At this point you’re ready to run scrapers and contribute fixes. Hop onto our GitHub ticket queue, pick an issue to solve, and then submit a Pull Request!

Importing Data

Optionally, if you’d like to see how your scraped data imports into the database, perhaps to diagnose an issue that is happening after the scrape, pop over to getting a working database to see how to get a local database that you can import data into.

Once that’s done, make sure that the db image from openstates.org is running:

$ docker ps
CONTAINER ID        IMAGE                       COMMAND                  CREATED             STATUS              PORTS                    NAMES
27fe691ad7c5        mdillon/postgis:11-alpine   "docker-entrypoint.s…"   3 hours ago         Up 3 hours          0.0.0.0:5405->5432/tcp   openstatesorg_db_1

Your output will vary, but if you don’t see something named openstatesorg_db running you should run this command (from the openstates.org directory, not your scraper directory):

$ docker-compose up -d db

Now, when you want to run imports, you can drop the --scrape portion of the command you’ve been running. Or if you just want to test the import of already scraped data you can replace it with --import.

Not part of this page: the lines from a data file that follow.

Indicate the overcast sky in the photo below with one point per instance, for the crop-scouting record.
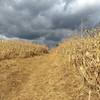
(46, 20)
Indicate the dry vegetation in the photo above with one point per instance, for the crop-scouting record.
(69, 72)
(20, 49)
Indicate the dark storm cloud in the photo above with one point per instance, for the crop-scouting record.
(47, 20)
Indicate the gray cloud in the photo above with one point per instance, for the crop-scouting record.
(47, 20)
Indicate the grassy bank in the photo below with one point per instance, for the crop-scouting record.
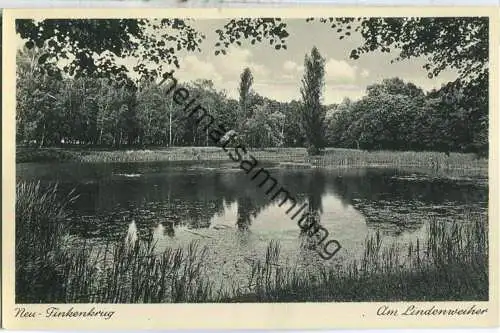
(450, 264)
(333, 157)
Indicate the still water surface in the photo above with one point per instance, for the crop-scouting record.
(219, 206)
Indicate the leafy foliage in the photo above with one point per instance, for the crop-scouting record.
(313, 112)
(91, 46)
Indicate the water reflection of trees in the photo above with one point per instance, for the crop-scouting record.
(194, 197)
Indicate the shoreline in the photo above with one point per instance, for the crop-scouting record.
(283, 157)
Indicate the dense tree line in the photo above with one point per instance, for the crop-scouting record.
(109, 112)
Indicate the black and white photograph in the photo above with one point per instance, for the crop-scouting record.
(252, 160)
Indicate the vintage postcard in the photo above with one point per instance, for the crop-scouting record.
(301, 168)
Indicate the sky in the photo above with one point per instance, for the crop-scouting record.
(277, 73)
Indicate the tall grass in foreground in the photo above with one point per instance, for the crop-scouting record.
(332, 157)
(40, 237)
(450, 264)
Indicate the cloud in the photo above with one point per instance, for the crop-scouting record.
(365, 73)
(339, 71)
(292, 67)
(193, 68)
(236, 60)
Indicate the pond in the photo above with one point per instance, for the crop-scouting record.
(218, 205)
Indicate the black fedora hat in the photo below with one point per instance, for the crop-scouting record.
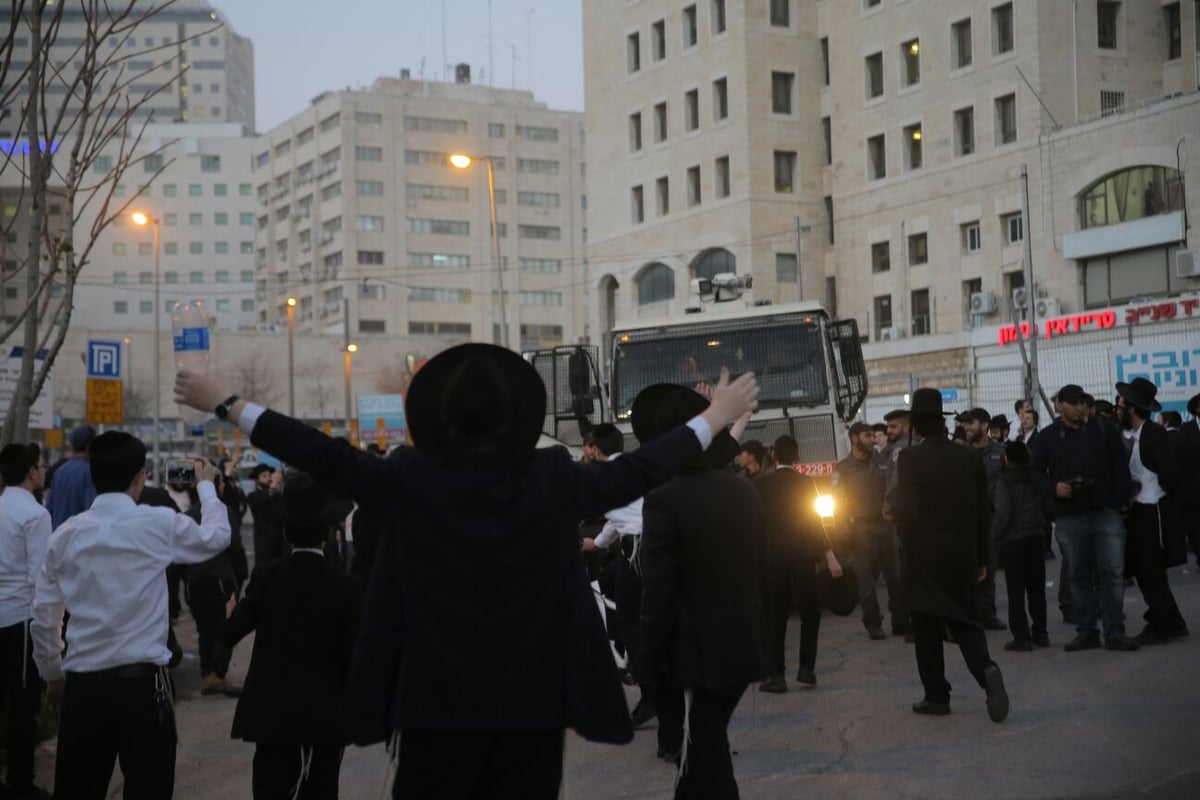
(304, 504)
(1140, 394)
(664, 407)
(928, 402)
(477, 403)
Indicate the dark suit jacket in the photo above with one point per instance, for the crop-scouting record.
(702, 573)
(942, 525)
(479, 615)
(305, 617)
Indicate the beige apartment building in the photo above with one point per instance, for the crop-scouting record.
(365, 222)
(882, 143)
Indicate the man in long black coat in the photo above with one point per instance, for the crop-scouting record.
(943, 527)
(480, 642)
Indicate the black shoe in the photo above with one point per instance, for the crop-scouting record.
(931, 708)
(997, 698)
(1121, 642)
(1083, 642)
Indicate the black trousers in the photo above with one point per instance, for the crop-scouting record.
(1025, 577)
(118, 714)
(22, 698)
(453, 765)
(930, 631)
(1145, 549)
(708, 773)
(279, 770)
(207, 596)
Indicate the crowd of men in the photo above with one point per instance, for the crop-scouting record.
(467, 548)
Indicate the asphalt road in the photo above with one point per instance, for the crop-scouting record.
(1092, 725)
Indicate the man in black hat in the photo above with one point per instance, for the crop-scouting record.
(304, 613)
(1087, 470)
(1151, 521)
(479, 559)
(943, 527)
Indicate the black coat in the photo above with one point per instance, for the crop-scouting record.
(943, 527)
(479, 617)
(702, 570)
(305, 618)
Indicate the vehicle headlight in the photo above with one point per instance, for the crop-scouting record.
(825, 506)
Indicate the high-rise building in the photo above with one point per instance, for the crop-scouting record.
(360, 208)
(870, 151)
(217, 80)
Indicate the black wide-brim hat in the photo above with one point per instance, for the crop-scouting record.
(661, 408)
(475, 403)
(1140, 394)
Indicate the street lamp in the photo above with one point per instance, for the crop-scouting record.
(292, 374)
(462, 161)
(142, 220)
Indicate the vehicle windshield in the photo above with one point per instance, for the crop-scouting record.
(787, 356)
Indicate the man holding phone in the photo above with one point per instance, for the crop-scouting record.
(106, 565)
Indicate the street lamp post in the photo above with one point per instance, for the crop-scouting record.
(292, 374)
(462, 162)
(142, 220)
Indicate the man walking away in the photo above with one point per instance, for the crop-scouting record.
(1087, 470)
(943, 528)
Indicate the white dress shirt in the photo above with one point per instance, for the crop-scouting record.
(24, 535)
(107, 566)
(1150, 491)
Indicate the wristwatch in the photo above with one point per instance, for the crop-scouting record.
(222, 410)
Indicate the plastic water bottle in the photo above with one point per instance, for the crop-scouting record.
(190, 322)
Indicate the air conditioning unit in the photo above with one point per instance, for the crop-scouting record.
(984, 302)
(1047, 307)
(1187, 264)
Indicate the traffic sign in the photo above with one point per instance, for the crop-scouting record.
(103, 359)
(105, 402)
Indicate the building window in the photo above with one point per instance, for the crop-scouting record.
(781, 84)
(1006, 119)
(922, 320)
(964, 132)
(874, 68)
(960, 43)
(881, 257)
(785, 172)
(1002, 29)
(655, 284)
(910, 62)
(1014, 228)
(659, 41)
(721, 176)
(690, 34)
(876, 157)
(718, 17)
(972, 240)
(1108, 18)
(912, 146)
(720, 100)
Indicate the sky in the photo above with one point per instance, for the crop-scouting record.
(306, 47)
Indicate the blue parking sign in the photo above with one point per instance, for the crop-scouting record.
(103, 359)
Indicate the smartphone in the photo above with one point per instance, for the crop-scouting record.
(181, 470)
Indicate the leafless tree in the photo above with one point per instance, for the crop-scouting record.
(76, 138)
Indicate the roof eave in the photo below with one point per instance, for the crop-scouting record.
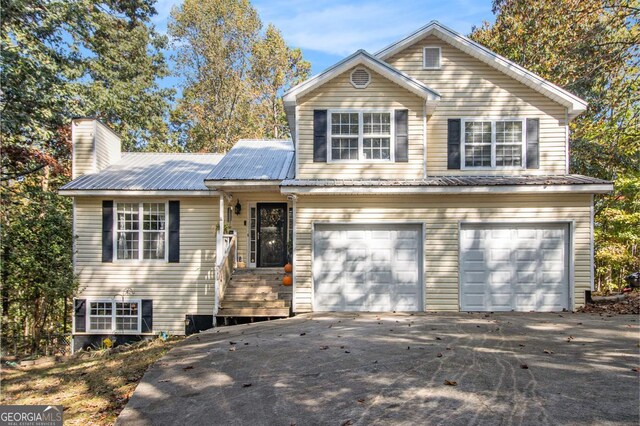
(479, 189)
(361, 57)
(575, 105)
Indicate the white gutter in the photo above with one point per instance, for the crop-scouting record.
(134, 193)
(506, 189)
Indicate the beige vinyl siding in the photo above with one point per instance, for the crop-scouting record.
(470, 88)
(82, 135)
(441, 215)
(242, 223)
(107, 145)
(177, 289)
(340, 94)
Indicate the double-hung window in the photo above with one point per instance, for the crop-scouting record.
(493, 143)
(107, 316)
(360, 135)
(141, 231)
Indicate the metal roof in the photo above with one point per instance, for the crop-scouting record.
(256, 160)
(451, 181)
(150, 172)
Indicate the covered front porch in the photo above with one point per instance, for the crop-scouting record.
(255, 240)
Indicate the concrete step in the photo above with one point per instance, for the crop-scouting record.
(255, 282)
(251, 297)
(250, 290)
(259, 271)
(230, 303)
(253, 312)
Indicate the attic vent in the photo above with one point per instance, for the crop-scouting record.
(360, 78)
(431, 58)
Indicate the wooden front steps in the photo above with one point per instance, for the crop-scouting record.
(256, 293)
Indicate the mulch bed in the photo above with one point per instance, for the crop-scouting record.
(629, 305)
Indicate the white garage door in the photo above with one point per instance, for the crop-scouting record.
(367, 267)
(514, 268)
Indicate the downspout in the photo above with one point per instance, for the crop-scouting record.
(424, 140)
(566, 139)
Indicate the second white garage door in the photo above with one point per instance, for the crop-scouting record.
(514, 268)
(367, 267)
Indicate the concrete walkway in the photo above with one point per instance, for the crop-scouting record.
(364, 369)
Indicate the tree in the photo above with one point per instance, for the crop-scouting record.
(61, 59)
(233, 76)
(213, 42)
(274, 66)
(591, 48)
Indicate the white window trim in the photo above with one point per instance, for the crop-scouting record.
(361, 135)
(140, 258)
(493, 121)
(424, 57)
(113, 316)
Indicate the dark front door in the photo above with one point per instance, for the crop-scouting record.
(272, 235)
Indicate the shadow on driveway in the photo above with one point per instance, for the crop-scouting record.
(363, 369)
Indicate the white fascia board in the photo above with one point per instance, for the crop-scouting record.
(234, 183)
(134, 193)
(507, 189)
(575, 105)
(361, 58)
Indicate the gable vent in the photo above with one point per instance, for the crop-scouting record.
(432, 58)
(360, 78)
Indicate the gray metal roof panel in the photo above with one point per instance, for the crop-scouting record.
(255, 160)
(151, 172)
(452, 181)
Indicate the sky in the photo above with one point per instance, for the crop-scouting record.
(328, 30)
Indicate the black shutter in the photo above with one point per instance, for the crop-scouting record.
(107, 231)
(319, 136)
(80, 314)
(533, 143)
(402, 135)
(453, 143)
(147, 316)
(174, 231)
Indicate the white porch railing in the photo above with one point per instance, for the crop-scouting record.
(224, 268)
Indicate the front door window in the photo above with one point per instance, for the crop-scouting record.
(272, 235)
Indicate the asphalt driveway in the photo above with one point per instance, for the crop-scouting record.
(362, 369)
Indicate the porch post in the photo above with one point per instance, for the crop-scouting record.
(220, 233)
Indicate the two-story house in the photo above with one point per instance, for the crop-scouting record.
(431, 176)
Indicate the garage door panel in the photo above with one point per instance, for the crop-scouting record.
(518, 267)
(377, 268)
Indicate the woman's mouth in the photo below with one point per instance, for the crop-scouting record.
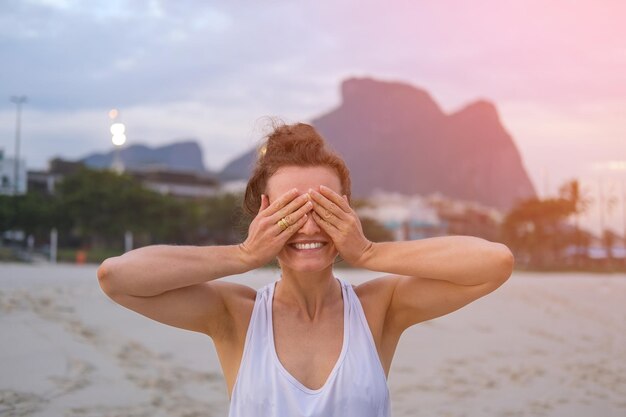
(309, 247)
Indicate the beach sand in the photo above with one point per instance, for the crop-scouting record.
(540, 345)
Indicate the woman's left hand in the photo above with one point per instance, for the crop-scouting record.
(335, 216)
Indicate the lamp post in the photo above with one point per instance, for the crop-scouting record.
(18, 100)
(118, 138)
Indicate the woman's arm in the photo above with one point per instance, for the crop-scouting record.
(464, 260)
(428, 277)
(170, 284)
(436, 276)
(176, 285)
(153, 270)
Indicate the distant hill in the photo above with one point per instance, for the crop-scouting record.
(180, 156)
(395, 137)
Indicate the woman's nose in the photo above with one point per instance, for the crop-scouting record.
(310, 226)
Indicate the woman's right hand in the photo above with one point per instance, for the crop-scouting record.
(265, 237)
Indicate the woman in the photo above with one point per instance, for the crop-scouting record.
(308, 344)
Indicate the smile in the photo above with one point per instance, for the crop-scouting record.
(308, 246)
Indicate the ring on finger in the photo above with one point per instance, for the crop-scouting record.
(283, 224)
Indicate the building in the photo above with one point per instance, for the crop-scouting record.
(7, 175)
(418, 217)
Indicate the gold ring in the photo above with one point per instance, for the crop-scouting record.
(283, 224)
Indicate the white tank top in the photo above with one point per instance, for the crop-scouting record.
(356, 387)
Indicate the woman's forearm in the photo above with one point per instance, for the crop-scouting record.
(153, 270)
(466, 260)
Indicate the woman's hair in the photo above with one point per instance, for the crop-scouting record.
(296, 144)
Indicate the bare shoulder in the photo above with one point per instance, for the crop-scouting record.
(377, 291)
(239, 301)
(375, 296)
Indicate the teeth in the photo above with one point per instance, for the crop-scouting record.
(308, 245)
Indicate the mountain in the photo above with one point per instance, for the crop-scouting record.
(395, 137)
(180, 156)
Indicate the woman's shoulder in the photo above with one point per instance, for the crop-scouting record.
(379, 288)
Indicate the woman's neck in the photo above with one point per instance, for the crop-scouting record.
(308, 292)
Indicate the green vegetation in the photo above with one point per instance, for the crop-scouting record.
(92, 209)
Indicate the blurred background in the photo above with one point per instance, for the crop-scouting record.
(131, 123)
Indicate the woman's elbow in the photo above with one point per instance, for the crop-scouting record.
(506, 261)
(105, 275)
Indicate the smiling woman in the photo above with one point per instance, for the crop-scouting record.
(308, 344)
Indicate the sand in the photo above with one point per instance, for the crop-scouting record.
(540, 345)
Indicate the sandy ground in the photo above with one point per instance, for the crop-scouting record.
(540, 345)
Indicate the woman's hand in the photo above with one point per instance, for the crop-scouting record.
(265, 237)
(335, 216)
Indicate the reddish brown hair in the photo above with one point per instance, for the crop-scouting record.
(297, 144)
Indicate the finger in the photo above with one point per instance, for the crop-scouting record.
(281, 202)
(293, 228)
(335, 198)
(264, 203)
(326, 226)
(327, 215)
(328, 208)
(293, 218)
(289, 209)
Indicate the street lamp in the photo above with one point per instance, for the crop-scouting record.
(18, 100)
(118, 138)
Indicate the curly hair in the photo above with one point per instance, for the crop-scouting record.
(296, 144)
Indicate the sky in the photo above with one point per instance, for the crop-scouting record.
(212, 70)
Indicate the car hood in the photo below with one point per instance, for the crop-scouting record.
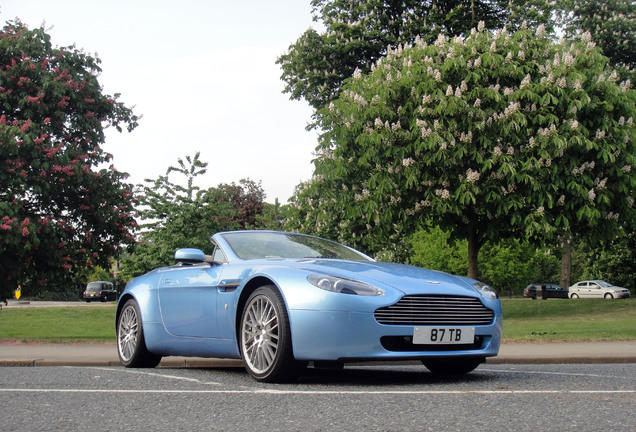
(408, 279)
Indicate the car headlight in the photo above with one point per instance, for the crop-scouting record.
(343, 285)
(485, 290)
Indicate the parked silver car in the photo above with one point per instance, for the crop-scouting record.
(597, 289)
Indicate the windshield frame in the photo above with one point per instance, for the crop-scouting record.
(251, 245)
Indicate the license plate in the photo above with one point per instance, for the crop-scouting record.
(443, 335)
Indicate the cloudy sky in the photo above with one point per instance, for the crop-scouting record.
(203, 75)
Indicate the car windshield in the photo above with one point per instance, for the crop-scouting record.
(259, 245)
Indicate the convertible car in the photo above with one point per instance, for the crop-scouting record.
(280, 301)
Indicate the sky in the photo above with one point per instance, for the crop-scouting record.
(203, 75)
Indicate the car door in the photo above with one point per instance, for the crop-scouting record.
(594, 290)
(581, 289)
(188, 299)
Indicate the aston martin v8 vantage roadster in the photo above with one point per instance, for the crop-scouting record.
(281, 301)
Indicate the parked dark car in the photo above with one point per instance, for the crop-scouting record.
(551, 291)
(100, 290)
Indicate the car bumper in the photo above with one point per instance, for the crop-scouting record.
(352, 336)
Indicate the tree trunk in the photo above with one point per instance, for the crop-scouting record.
(473, 255)
(566, 263)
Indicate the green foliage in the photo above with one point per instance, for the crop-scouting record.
(508, 265)
(490, 136)
(612, 24)
(357, 34)
(273, 216)
(60, 210)
(176, 216)
(434, 249)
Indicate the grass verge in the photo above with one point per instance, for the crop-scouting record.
(556, 320)
(525, 320)
(58, 324)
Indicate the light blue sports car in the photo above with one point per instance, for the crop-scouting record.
(281, 300)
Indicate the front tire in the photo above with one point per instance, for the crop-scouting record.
(131, 345)
(453, 366)
(265, 337)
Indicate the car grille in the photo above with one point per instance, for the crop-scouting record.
(435, 310)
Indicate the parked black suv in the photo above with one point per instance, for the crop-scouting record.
(544, 291)
(100, 290)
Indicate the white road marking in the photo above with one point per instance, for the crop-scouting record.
(178, 378)
(324, 392)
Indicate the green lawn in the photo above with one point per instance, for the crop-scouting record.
(569, 320)
(58, 324)
(524, 320)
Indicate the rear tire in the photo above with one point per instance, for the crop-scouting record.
(265, 337)
(453, 366)
(131, 344)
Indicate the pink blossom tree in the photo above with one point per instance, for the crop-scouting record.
(60, 208)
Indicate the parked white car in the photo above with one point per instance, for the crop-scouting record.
(597, 289)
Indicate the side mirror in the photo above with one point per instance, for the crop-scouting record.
(190, 256)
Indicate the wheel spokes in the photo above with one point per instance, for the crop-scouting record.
(128, 333)
(260, 334)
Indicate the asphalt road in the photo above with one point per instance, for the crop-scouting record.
(397, 398)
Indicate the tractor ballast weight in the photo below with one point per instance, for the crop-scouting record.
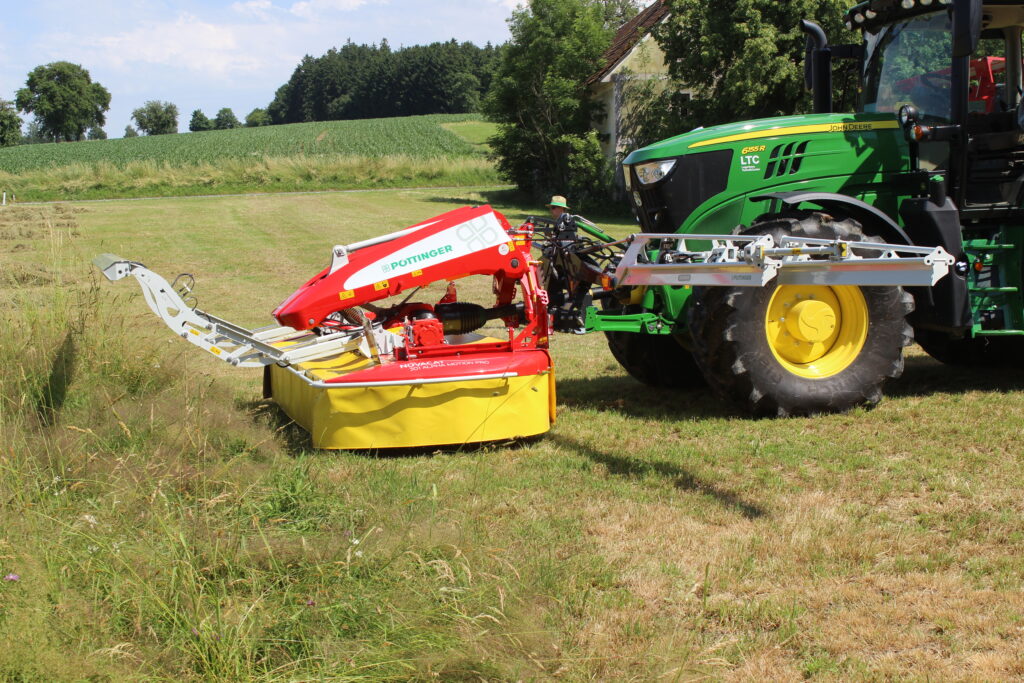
(359, 373)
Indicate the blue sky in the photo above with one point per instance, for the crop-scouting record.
(220, 52)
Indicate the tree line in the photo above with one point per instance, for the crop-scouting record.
(374, 81)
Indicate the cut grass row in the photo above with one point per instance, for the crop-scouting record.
(340, 155)
(165, 522)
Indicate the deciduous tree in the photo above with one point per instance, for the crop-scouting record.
(65, 99)
(545, 143)
(10, 125)
(733, 61)
(257, 118)
(157, 118)
(200, 122)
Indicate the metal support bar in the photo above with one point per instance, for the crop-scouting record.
(232, 343)
(739, 260)
(326, 384)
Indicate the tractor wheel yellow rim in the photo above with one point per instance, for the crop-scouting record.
(815, 331)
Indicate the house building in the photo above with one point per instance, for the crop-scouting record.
(634, 54)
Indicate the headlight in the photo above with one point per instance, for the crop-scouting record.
(654, 171)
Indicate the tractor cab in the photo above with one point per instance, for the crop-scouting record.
(952, 73)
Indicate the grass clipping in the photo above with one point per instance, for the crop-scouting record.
(290, 173)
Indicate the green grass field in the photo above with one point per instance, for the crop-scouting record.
(164, 522)
(437, 150)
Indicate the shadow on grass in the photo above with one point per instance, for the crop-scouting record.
(297, 441)
(627, 396)
(629, 467)
(924, 376)
(53, 394)
(503, 197)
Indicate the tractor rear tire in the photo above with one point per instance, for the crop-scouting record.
(836, 351)
(657, 360)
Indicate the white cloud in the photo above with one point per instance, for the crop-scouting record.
(187, 42)
(312, 9)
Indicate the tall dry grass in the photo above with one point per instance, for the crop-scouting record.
(292, 173)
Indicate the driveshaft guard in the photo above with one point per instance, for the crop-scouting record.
(456, 244)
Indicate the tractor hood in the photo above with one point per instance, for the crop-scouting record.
(750, 133)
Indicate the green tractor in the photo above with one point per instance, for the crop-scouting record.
(934, 157)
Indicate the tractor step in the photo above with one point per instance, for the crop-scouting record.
(755, 260)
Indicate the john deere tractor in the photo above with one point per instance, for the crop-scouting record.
(933, 157)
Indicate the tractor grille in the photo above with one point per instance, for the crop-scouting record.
(785, 159)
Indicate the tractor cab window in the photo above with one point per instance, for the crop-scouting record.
(909, 62)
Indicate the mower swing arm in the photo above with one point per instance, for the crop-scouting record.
(232, 343)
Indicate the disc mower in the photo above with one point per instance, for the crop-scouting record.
(360, 363)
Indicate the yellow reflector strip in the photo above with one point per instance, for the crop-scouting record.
(849, 127)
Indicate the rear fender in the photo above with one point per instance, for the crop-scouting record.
(875, 222)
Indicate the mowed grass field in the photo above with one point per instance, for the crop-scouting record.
(436, 150)
(161, 521)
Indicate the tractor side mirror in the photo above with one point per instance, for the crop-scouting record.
(967, 27)
(817, 66)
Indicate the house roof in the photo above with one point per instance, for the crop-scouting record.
(628, 36)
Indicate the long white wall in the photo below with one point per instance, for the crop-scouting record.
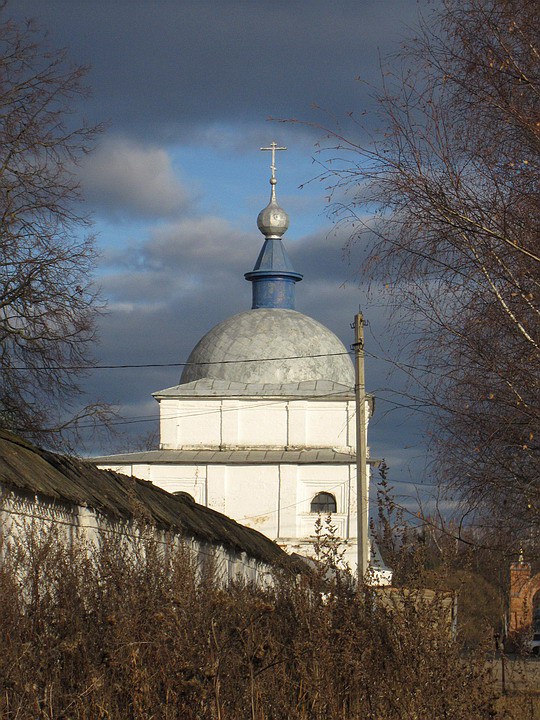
(21, 515)
(274, 499)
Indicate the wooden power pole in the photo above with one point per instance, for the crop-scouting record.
(362, 492)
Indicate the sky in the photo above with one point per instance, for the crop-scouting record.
(189, 91)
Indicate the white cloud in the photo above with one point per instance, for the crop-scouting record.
(123, 178)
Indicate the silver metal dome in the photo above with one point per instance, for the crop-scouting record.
(299, 349)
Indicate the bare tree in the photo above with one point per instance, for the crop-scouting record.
(48, 303)
(454, 180)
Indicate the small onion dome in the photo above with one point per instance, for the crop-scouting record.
(273, 221)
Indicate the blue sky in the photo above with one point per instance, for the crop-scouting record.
(187, 88)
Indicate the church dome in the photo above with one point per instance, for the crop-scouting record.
(270, 345)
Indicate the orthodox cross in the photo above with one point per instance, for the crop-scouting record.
(273, 147)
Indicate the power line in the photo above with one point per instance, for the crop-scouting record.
(181, 364)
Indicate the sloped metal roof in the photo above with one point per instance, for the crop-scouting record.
(213, 387)
(316, 456)
(29, 470)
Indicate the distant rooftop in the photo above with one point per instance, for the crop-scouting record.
(213, 387)
(323, 456)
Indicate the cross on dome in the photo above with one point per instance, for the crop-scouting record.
(273, 147)
(273, 276)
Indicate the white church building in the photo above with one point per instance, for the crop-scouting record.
(262, 424)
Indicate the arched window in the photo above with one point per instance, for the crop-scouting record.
(323, 503)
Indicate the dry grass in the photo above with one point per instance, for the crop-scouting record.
(118, 635)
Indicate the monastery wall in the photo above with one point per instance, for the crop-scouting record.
(24, 518)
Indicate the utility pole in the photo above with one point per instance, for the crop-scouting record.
(362, 514)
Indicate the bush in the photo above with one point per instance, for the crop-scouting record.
(110, 633)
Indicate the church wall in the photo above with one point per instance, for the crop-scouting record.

An import looks something like this:

$ docker-compose run --rm scrape fl bills --fast
... (truncated) ...
23:03:34 ERROR openstates: cannot resolve pseudo id to Person: ~{“name”: “Grant, M.“}
23:03:36 ERROR openstates: cannot resolve pseudo id to Person: ~{“name”: “Rodrigues, R.“}
fl (import)
  bills: {}
import:
  bill: 0 new 0 updated 2620 noop
  jurisdiction: 0 new 0 updated 1 noop
  vote_event: 21 new 12 updated 533 noop

The errors about unresolved psuedo-ids can safely be ignored, as long as you see the final run report the data you scraped is available in your database.

The number of objects of each type that were created & updated are available for spot checking, as well as the total number of items that were seen that already exactly matched what was in the database. These can be useful stats as you try to see if your local changes to a scraper have the impact you expect.